Thirty years ago I became a Marriage and Family Therapist. Decades later, seasoned by life experiences, I returned to graduate school to deepen my own journey. I found a program at Meridian that integrated, within its academic requirements, challenges that engendered a richer and more expansive level of beingness to my life and work. The psychology program at Meridian is truly a transformative program.
I think for me the kind of engagement part is more being in a space where so many different students meet. Kind of this international vibe and the stories and the context people come from, because sometimes we can also share things online or in small breakout rooms, and somehow, these different viewpoints, that always make me somehow reflect on something... I also like the questions and perspectives that the faculty brings. It just makes me curious and makes me think and inquire more into myself
I'm definitely more grounded in myself. I know more who I am because I know if I want to show up more powerful and more purposeful in my professional life, I need to be more authentic. Through this course, I am more okay with the ebb and flow of things and more recognizable when authenticity shows up in the other person and myself, and we have that special moment.
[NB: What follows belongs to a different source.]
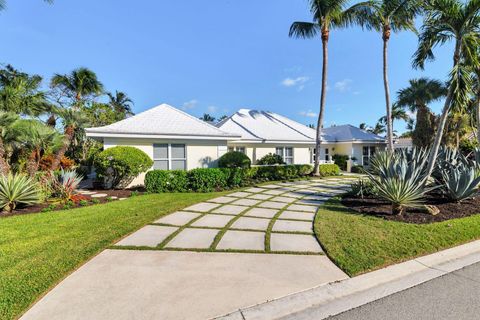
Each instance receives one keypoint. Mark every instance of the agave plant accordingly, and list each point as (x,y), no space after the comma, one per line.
(400,178)
(66,182)
(17,189)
I'm so much more empathetic. One thing I'm amazed by is that we got students from all over the world. I got to meet a lot of people seriously very different than me. They bring so much diversity to the classroom and make the collective energy so much more powerful, and a miracle happens sometimes. I can definitely see it's the faculty's calling to do what they're doing. It's a loving, opening, deep listening space they created for all of us to grow if you choose to.
My horizon has been widened by being a student here. I have learned to look at the world and myself differently. It’s very experiential and experience-based, which makes it very personal, but also I can take this personal experience and widen it and apply it in different ways to work with people or groups. It’s not just knowledge based; it’s grown into my bones and muscles and being, and I have grown with it. Meridian also taught me to actually value differences, to value diversity, look at diversity as a building material for community and society, and be creative in how we can create unity while preserving diversity.